The image of teenagers and university students hauled into detention centers has further inflamed public anger. For many Iranians, it confirms that this is no longer a dispute over policy or economics but a struggle over the very future of the nation.
The unrest in Iran has reverberated far beyond its borders, drawing pointed rhetoric from the White House. President Trump has repeatedly warned Tehran against using lethal force on protesters, remarks that have been met with fierce rebukes from Iranian officials.
On Friday, Trump declared that Iranian authorities were “in big trouble,” adding a blunt admonition: “You better not start shooting, because we’ll start shooting too.”
By Saturday night, his tone had shifted toward rhetorical solidarity. “Iran is looking at FREEDOM, perhaps like never before,” he wrote in a post on Truth Social. “The USA stands ready to help!!!” He did not elaborate on what form that help might take.
For Iranian leaders already convinced that foreign powers are orchestrating the unrest, such statements only deepen the sense of siege.
Iran now finds itself suspended between two irreconcilable trajectories.
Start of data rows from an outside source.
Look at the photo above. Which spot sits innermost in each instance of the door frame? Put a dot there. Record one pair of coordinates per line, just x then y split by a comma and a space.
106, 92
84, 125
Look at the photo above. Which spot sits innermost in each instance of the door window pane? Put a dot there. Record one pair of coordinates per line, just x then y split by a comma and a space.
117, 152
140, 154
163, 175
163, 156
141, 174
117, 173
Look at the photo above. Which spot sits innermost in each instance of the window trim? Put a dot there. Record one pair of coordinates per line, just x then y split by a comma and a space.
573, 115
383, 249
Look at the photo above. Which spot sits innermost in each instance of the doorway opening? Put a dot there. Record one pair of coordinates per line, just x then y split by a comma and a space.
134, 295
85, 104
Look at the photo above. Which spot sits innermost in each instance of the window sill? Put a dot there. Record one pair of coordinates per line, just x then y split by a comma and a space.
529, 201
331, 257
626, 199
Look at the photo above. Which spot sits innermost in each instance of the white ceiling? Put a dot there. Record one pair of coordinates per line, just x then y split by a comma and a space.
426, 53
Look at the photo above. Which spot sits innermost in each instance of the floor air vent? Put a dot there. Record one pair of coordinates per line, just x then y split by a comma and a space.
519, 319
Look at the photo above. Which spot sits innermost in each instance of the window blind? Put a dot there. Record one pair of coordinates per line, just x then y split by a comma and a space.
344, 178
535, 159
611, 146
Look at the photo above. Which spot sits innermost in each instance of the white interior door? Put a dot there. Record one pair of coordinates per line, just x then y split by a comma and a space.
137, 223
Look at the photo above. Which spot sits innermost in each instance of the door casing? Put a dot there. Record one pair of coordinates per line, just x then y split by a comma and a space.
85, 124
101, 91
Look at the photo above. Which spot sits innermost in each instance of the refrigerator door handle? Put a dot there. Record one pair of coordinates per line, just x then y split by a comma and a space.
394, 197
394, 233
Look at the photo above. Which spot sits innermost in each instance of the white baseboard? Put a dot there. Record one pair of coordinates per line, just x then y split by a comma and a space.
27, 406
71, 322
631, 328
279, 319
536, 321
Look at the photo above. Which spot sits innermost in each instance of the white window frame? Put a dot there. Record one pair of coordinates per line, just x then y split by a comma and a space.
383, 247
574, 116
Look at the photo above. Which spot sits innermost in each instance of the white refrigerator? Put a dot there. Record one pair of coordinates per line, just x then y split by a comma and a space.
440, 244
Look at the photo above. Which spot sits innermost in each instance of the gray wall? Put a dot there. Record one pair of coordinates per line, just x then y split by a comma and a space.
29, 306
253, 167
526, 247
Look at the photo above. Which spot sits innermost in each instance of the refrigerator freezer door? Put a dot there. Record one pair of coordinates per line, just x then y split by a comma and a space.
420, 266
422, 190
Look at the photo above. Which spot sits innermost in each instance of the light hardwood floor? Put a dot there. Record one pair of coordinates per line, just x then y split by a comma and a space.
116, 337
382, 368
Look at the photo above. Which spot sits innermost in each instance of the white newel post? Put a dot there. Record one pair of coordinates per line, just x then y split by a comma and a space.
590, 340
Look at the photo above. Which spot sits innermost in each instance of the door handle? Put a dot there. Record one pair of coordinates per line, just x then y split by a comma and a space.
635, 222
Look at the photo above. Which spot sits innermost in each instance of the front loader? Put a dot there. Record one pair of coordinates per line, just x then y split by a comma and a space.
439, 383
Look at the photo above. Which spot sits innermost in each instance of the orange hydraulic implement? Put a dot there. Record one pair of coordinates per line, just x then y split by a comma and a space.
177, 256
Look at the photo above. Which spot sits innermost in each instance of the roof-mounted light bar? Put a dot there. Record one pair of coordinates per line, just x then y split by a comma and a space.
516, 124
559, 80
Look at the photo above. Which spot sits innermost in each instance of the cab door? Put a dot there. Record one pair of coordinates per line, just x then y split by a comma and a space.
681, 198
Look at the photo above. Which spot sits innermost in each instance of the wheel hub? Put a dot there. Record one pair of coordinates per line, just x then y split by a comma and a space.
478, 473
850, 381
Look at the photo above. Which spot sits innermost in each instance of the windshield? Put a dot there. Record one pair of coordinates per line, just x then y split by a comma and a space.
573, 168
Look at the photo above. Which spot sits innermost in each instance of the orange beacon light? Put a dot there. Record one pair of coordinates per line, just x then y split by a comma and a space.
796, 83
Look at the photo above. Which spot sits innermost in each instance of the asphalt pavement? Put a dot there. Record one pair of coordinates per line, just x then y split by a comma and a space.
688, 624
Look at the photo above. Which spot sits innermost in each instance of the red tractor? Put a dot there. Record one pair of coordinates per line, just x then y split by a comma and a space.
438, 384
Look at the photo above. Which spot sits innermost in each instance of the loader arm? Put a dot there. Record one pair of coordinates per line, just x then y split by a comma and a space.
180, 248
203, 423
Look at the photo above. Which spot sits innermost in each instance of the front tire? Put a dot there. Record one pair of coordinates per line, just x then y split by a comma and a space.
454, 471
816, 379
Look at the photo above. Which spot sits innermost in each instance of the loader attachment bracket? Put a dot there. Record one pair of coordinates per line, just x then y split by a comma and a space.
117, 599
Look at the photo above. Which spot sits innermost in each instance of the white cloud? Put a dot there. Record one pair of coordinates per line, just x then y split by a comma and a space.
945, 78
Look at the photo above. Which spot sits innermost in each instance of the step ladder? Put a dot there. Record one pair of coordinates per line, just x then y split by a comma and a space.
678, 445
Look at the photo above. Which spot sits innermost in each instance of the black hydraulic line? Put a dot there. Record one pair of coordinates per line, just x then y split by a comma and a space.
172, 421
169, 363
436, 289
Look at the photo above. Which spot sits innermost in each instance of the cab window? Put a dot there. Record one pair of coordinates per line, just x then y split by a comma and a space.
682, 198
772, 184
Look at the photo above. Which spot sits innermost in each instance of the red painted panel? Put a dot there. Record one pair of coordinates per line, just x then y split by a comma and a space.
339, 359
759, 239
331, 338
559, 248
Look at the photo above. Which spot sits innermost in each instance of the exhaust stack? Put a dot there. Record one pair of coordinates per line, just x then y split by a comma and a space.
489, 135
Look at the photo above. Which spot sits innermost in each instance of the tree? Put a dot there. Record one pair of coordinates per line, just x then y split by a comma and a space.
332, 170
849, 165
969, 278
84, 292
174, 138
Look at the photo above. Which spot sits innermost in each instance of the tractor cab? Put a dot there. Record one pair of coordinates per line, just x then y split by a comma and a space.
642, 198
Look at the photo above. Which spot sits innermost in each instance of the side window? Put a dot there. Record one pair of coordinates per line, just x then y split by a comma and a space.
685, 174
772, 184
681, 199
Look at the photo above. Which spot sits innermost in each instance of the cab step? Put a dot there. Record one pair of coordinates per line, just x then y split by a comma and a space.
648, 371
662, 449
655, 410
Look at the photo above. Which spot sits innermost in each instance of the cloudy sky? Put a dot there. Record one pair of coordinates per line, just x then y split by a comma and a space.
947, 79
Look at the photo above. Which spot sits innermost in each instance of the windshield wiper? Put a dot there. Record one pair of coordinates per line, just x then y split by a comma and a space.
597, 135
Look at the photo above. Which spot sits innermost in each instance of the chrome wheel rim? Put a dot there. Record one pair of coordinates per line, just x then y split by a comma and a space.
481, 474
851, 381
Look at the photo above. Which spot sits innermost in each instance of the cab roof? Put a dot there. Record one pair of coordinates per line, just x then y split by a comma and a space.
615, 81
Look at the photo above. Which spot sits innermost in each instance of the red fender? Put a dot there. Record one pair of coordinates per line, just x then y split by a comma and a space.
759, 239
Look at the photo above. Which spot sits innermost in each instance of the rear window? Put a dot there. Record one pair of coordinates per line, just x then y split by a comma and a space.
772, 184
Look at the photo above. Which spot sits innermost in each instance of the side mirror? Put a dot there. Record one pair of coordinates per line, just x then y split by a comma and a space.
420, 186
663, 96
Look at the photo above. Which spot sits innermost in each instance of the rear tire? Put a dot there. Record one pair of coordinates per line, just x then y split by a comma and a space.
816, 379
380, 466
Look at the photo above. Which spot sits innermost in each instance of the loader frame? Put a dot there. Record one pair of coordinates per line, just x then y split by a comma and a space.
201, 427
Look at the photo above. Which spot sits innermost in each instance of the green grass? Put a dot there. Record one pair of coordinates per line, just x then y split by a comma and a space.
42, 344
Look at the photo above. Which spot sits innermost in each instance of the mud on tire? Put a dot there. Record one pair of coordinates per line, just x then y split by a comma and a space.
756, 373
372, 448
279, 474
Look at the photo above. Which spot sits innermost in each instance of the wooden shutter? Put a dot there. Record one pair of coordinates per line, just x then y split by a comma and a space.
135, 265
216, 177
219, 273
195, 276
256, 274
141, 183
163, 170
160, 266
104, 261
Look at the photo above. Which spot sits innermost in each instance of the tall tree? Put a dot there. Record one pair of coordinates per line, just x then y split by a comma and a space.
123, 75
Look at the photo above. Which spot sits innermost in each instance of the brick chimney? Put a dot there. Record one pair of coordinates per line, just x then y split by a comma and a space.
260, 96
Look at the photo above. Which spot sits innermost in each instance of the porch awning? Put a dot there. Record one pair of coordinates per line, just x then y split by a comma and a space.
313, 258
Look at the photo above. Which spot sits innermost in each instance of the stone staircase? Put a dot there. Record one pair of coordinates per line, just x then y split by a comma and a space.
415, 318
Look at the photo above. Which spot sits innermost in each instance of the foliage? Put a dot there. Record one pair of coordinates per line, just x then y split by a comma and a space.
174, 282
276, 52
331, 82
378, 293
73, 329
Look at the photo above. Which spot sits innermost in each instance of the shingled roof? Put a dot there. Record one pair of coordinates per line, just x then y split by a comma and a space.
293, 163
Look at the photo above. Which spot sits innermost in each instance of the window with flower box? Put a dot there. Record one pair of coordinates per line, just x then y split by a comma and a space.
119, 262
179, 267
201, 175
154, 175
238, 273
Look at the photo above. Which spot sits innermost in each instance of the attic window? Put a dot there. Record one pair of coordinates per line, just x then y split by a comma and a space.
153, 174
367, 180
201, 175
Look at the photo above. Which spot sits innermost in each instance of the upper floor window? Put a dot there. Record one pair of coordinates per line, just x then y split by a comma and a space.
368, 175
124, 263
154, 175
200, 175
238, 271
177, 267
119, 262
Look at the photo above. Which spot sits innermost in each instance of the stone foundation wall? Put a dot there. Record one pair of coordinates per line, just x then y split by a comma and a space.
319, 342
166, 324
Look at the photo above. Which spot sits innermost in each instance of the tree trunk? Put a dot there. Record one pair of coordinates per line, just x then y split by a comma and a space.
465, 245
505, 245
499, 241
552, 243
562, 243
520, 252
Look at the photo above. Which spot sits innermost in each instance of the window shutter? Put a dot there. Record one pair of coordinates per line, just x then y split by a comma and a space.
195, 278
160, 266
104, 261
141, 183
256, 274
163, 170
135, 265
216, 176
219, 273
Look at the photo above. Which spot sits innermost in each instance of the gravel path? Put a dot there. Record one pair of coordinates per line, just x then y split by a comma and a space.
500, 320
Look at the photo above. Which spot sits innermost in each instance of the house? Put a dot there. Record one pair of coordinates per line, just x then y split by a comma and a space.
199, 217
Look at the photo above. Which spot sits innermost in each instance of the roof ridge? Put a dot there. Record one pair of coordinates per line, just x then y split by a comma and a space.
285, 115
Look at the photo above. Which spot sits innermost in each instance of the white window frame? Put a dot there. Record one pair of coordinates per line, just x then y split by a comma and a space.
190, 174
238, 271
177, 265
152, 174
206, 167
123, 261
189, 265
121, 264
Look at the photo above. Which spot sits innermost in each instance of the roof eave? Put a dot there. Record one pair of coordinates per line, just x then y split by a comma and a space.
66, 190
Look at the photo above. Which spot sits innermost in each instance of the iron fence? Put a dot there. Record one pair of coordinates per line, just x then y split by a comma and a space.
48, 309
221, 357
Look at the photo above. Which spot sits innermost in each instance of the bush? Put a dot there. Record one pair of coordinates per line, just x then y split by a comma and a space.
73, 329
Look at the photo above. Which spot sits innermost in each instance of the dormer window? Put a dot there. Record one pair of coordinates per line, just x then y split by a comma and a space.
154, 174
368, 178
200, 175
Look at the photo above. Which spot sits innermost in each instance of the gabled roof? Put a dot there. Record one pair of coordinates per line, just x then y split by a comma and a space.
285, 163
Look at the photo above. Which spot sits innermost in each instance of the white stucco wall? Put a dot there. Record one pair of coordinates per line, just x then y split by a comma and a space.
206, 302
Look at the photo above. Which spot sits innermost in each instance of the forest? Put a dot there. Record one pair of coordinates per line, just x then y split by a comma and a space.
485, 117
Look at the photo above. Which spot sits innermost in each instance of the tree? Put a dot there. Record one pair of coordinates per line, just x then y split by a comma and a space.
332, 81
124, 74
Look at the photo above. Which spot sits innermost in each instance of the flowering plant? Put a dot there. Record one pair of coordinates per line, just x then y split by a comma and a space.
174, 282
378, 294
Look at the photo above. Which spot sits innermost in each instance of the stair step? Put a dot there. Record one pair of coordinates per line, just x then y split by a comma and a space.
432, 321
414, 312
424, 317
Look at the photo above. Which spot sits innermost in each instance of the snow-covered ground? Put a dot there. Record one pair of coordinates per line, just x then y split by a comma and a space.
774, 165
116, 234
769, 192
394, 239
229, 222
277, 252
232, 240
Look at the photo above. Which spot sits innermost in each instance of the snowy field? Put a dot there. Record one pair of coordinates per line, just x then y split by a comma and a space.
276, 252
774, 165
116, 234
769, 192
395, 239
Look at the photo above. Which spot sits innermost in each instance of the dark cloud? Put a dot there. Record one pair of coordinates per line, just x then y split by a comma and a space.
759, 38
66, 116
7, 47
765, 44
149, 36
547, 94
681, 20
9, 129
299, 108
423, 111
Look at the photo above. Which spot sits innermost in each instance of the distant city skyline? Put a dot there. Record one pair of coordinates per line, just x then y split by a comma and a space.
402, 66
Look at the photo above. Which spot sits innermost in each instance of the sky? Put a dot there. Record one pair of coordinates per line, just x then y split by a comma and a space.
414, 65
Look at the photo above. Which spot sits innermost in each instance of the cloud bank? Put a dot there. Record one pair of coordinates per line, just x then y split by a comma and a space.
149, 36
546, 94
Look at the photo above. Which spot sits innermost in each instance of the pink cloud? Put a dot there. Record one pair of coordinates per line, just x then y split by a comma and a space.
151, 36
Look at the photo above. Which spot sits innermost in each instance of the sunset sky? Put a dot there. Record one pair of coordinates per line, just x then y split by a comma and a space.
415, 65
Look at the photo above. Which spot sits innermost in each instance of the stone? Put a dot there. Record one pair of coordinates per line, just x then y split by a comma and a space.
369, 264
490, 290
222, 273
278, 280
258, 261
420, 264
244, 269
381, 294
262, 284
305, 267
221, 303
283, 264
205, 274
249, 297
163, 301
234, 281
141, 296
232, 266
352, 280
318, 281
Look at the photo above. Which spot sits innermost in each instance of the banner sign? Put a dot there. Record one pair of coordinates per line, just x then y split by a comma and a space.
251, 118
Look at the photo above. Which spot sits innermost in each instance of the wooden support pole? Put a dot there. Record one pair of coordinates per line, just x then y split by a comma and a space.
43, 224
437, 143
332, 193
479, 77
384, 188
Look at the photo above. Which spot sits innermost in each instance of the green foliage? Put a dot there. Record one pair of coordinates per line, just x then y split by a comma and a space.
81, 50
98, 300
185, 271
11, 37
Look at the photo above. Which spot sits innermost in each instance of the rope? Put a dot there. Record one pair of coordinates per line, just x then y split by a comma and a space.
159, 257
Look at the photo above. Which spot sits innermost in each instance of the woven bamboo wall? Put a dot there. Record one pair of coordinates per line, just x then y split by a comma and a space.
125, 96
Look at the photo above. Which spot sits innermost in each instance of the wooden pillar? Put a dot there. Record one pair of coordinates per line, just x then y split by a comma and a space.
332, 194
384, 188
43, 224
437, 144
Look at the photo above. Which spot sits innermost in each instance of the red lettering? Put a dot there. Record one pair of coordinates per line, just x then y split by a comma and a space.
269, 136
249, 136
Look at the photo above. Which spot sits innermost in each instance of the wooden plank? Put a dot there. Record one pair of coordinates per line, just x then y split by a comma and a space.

On one side is a population that, even after thirteen days of bloodshed, continues to flood the streets, chant the unthinkable, and defy an apparatus of repression built over four decades. On the other is a regime that appears willing to deploy snipers, broadcast forced confessions and mobilize missile bases rather than concede an inch of authority.
The images emerging from Ghadir Hospital — families stooped over anonymous bodies — capture the cost of this confrontation in its starkest form. They are the human ledger of a political system that has chosen domination over dialogue.
No one can yet say how this confrontation will end. But one fact is already clear: Iran has entered a chapter that will be remembered not merely for the number of days it lasted, but for the ferocity with which a generation dared to challenge the Islamic Republic — and the price it was made to pay.